Russian women have it in their blood to take good care of their husbands. Source: Press Photo
The ‘Bahu’ (Hindi for daughter-in-law) doesn’t just play the role of the son's wife in the family hierarchy, she is also one of the protagonists of the sophisticated relationship between the two most important women in any man's life.
In India, when a man marries he gets a wife, whereas a woman gets a whole family. The role that the bahu plays in any traditional family as a woman of the house involves sharing responsibilities with her mother-in-law in household chores, such as cooking, shopping and even praying. For an outsider like me, all this seemed like duties that a young wife is expected to do once she gets married. In reality, for most Indian girls it is a way of life in a new family.

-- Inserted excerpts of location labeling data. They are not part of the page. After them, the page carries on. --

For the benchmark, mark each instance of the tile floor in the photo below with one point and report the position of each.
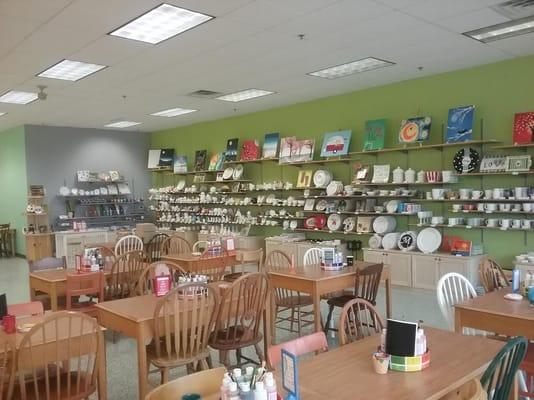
(410, 304)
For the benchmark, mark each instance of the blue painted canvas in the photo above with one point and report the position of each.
(460, 124)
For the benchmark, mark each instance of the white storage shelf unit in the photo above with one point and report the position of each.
(418, 270)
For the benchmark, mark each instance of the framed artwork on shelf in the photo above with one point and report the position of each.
(523, 128)
(200, 160)
(460, 124)
(304, 179)
(374, 134)
(250, 150)
(336, 143)
(416, 129)
(231, 149)
(270, 145)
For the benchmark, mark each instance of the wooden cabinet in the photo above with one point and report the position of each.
(423, 271)
(39, 246)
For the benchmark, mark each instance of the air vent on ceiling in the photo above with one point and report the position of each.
(515, 9)
(205, 94)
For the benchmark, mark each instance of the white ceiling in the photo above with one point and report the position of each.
(250, 44)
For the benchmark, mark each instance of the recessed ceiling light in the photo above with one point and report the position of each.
(161, 23)
(71, 70)
(173, 112)
(502, 31)
(17, 97)
(122, 124)
(339, 71)
(244, 95)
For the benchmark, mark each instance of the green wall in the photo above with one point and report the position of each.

In Russian culture, the relationship between a mother-in-law and her daughter-in-law is much more simple and distanced than it is in India. First of all, there are no such close ties between the two families whose children are married. Second, usually there are no joint families. A newly married couple gets full freedom and does not have many obligations before the elders. In India, however, there are lots of expectations from a woman in the son's family. Marriage indicates that a girl is leaving her family forever and enters another family - becoming a ‘bahu’.
I have being lucky to go through the colourful experience of being a part of an Indian family for the past eight years. My story is about a Russian bahu in a modern Indian family. What has my experience been? To describe it in few words; emotional, surprising and full of warmth and care.
My mother-in-law is a Keralite and a very educated and experienced professional who spent more than 30 years abroad. My father-in-law is a Bengali Doctor of science who used to live abroad and has seen the world. Spending so many years outside India usually doesn't affect the attitude of Indian family towards traditions and the way they see their life. However, I was lucky enough to join a family which is so open-minded and tolerant to have a non-Indian daughter-in-law.
Indian parents love to take a very active part in their children's lives. It is different in Russian culture. Sometimes it made me feel a little uncomfortable by having family discussions about small things that are happening in our life and having decisions made by the elders in the family.
A daughter-in-law is expected to take as good care of her mother-in-law as she would do with her own mother. Since family relationships in Russia are not that close, no matter how much affection is shown, it is never enough for Indian parents.
After the birth of my son, I had the pleasure of being pampered Kerala style. A masseuse gave me an Ayurvedic oil massage every day to bring my muscles back in tone and a eucalyptus bath afterwards. I also had a babysitter who helped me to take care of my small baby. My mother-in-law took care of my diet so that I could provide a nutritious supply of breast milk. On the other hand, since I got such good care, I feel the need to take as good care of my husband, as mothers do in India.
Food is a very important part of any family experience in India. It is expected that the wife will do the cooking. In many cases, the wife can't start eating before the whole family does and will serve food on the plate of her husband. Maybe all these are old habits but they show the wife’s caring attitude towards her husband.
Some of my friends tell me that these are outdated habits; that in modern Indian families this is no longer the case. I have been thinking about that. I have been watching Indian and mixed Indo-Russian families around. I see the changes in today's society.
Many young couples do not behave that way. On the other hand, I also realized that Russian women have it in their blood to take good care of their husbands. That has nothing to do with family, culture or societal expectations. Russian women have great hearts; maybe they can’t become ideal ‘bahus,’ as stereotyped in Indian television programmes and films, but they will give all their love and care to their husbands.